As the disease becomes more severe, a senior might become disoriented with regard to time and place. It is normal to sometimes lose track of time or to become lost, but a person with severe Alzheimer’s can forget what year it is and can become lost on familiar streets and not be able to find his or her way home. It is also normal to misplace things occasionally; but putting things in unusual places — like a hair brush in the refrigerator or a bracelet in the sugar bowl — are warning signs of Alzheimer’s disease.
In addition to resources provided by the Alzheimer’s Association and other nonprofit groups, a senior’s primary care provider can answer concerns about Alzheimer’s Disease and dementia. A doctor may administer a brief memory screening test or physical and neurological examinations to assess a senior’s health. Definitive diagnosis of Alzheimer’s Disease can only be made after death, through an autopsy of the brain. Nevertheless, one’s physician might recommend brain imaging, such as a computed tomography (CT) scan or magnetic resonance imaging (MRI), to rule out a stroke or tumor and otherwise observe any changes in the brain.

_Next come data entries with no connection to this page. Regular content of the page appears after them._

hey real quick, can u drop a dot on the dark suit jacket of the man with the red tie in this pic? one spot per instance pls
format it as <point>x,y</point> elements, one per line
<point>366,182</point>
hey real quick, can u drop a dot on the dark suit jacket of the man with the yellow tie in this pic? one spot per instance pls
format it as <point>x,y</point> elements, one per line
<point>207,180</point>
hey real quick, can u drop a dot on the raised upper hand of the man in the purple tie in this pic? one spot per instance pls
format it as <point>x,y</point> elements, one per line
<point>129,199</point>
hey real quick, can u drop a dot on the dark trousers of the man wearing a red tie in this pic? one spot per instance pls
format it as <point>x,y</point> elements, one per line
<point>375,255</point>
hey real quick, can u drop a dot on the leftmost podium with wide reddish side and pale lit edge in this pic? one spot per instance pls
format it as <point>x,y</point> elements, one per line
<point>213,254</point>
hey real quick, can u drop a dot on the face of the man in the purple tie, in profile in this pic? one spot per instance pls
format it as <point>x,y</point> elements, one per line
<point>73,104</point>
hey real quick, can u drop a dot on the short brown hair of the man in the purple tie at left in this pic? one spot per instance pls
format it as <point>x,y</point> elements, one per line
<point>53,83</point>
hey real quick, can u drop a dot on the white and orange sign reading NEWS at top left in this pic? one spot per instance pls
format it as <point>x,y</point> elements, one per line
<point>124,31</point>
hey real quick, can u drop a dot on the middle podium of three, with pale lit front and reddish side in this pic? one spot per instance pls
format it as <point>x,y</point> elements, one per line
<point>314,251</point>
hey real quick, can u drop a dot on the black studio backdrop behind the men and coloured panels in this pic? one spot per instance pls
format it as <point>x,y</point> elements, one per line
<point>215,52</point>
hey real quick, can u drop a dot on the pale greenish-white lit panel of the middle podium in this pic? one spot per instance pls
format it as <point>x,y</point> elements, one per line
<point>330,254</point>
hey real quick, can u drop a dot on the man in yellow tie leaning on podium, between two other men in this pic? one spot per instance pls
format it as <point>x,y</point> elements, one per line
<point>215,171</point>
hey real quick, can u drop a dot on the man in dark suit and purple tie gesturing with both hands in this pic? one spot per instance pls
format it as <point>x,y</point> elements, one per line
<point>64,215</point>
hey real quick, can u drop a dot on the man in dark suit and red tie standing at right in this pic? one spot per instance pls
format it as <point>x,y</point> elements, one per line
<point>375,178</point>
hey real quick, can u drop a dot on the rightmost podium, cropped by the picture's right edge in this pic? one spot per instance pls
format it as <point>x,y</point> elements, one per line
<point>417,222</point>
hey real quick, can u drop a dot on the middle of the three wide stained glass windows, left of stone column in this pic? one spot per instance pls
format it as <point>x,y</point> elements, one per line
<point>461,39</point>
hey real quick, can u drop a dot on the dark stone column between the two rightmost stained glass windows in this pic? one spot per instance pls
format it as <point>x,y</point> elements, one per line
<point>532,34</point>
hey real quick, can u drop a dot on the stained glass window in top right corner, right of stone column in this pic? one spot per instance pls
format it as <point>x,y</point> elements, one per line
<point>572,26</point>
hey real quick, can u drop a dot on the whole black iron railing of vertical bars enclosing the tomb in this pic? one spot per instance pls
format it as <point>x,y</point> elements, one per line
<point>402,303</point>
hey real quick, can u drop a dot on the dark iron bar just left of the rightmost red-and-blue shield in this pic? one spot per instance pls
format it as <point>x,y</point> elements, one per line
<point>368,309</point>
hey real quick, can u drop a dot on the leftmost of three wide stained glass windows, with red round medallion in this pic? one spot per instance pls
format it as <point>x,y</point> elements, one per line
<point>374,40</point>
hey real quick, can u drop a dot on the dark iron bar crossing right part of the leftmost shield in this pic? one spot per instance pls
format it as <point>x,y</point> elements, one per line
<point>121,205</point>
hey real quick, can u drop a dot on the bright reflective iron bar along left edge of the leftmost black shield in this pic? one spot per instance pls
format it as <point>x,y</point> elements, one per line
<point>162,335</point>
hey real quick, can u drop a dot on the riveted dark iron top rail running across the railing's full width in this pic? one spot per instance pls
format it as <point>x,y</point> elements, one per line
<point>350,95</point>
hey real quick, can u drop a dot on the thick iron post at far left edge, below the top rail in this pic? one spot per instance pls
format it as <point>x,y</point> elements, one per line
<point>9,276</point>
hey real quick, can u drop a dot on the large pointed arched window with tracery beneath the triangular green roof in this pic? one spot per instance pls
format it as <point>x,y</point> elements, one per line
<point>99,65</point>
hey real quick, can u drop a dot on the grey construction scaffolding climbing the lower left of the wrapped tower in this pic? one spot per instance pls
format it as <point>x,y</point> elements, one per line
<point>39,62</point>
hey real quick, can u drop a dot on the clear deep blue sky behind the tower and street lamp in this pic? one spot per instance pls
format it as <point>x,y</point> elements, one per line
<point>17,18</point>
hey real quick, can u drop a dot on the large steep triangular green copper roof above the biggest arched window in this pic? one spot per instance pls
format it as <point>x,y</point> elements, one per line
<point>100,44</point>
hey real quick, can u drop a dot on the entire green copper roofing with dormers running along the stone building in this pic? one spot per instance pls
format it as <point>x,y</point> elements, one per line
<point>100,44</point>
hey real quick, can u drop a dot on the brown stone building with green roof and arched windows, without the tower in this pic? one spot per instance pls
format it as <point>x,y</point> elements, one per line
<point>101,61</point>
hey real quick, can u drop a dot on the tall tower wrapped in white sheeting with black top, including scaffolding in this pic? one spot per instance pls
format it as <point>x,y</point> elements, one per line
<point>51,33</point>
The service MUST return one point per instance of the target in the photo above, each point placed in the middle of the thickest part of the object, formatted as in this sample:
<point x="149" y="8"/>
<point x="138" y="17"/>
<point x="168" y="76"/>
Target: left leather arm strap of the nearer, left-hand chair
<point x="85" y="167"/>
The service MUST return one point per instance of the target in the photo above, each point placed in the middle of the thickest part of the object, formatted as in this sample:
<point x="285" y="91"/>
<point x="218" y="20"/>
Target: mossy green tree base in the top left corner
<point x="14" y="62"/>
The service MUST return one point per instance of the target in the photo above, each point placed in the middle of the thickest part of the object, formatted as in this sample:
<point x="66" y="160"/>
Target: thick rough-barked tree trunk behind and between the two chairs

There is no cure-all for Alzheimer’s Disease. Certain medications may help patients by regulating the brain’s neurotransmitters – the chemicals that transmit messages between neurons. Researchers are also studying how lifestyle habits that contribute to overall health – i.e., a nutritious, low fat diet; regular exercise; social connectivity, and intellectual engagement – may also help prevent or delay the onset of dementia.